Gov. Hector Astudillo announced that federal authorities would return to patrol areas where dozens of often-dismembered bodies have been dumped on roadsides in recent weeks.

The state has been riven, not just by the killings, but by the kidnapping of about a dozen people in the town of Ajuchitlan. Residents there announced they would create a vigilante force to look for the kidnap victims, an idea that threatened to create yet another armed group.

The Ajuchitlán residents were apparently kidnapped last week by a fugitive gang leader known as “El Tequilero,” who was believed to be wounded and hiding out with his kidnap victims in the mountains.

The state attorney general headed up a massive manhunt using helicopters and ground troops to look for him. But Astudillo warned that the vigilantes would have to withdraw to allow police and soldiers to do their jobs.

“The army, the state police, they can’t be there with armed groups,” Astudillo said. “Withdraw, and we will enter immediately. But for the two to be there at the same time, that is not possible.”

The governor also announced the creation of mixed army-police patrols in parts of the state torn apart by cartel turf battles. One such area is the municipality of Zitlala, where a drug gang had set up a rural camp where it held kidnap victims and disposed of bodies.

When one of the joint military-police patrols happened upon the camp earlier this week, it found a kidnapped man and what appeared to be clandestine burial pits. Investigators initially reported finding a dozen bodies. After days of digging, they discovered 32 bodies in 17 pits.

The camp is near the area where nine decapitated bodies were found dumped on a roadside last week. The nine heads found in coolers at the camp may belong to those bodies, investigators said. The bodies and heads were taken to forensic labs in a bid to identify them.

The area has been the scene of turf battles between two rival drug gangs — the Rojos and the Ardillos — who engage in extortion, kidnappings and killings. That rivalry has resulted in hundreds of deaths and disappearances in recent years.
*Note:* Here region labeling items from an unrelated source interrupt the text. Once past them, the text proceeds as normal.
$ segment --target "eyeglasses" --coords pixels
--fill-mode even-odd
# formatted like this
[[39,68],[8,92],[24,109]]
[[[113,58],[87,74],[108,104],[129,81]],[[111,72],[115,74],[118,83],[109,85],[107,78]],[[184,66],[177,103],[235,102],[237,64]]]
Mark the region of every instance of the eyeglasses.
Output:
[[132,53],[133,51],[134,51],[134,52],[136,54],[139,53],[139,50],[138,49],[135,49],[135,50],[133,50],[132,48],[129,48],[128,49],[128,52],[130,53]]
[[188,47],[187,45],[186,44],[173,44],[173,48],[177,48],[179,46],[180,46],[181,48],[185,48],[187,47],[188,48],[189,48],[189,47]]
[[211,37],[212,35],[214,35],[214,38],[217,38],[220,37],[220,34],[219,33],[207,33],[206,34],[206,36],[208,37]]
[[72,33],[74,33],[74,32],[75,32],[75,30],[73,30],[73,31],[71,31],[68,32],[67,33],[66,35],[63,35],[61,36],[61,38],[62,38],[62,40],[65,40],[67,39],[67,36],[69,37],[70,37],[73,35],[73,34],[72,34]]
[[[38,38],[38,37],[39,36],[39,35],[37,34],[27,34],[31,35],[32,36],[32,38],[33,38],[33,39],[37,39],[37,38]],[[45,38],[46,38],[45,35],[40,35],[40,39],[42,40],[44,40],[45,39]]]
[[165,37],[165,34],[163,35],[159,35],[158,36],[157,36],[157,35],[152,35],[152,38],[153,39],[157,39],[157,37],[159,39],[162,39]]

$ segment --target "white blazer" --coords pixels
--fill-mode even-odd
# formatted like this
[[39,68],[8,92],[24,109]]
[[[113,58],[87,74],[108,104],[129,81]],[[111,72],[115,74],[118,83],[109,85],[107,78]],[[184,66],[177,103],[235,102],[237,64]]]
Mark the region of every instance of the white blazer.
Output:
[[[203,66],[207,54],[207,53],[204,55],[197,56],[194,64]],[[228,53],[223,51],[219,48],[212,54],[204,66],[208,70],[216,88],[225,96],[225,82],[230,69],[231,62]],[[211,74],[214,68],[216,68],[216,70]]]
But in recent weeks the violence has spread to other areas, apparently as a result of turf battles between two or three other gangs, including the La Familia and the Tequileros gangs.

Astudillo condemned what he has called the wave of “barbarism and savagery,” and his office called the situation “a public disturbance caused by organized crime.”

Soldiers were combing the area to see if there are any more graves. Investigators were working to identify the bodies and the killers, said Roberto Alvarez Heredia, spokesman for the Guerrero Coordinating Group.

And in Tierra Colorada, nearer to the resort of Acapulco, rival vigilante groups have been engaged in a series of battles for control of the town, leading to fears the “community police” may be taking sides in the gang wars.

“The truth is, they are not really community forces, nor are they police,” Astudillo said. “They are armed groups that unfortunately carry out acts … that generate more violence and confrontation, rather than help.”

The largely rural, impoverished state had 1,832 reported homicides in the first 10 months of 2016. If that rate continues unabated, Guerrero would be on track to have a homicide rate of about 60 per 100,000. That would rival the recent peak year of violence in the state, in 2012, when there were about 68 homicides per 100,000 inhabitants.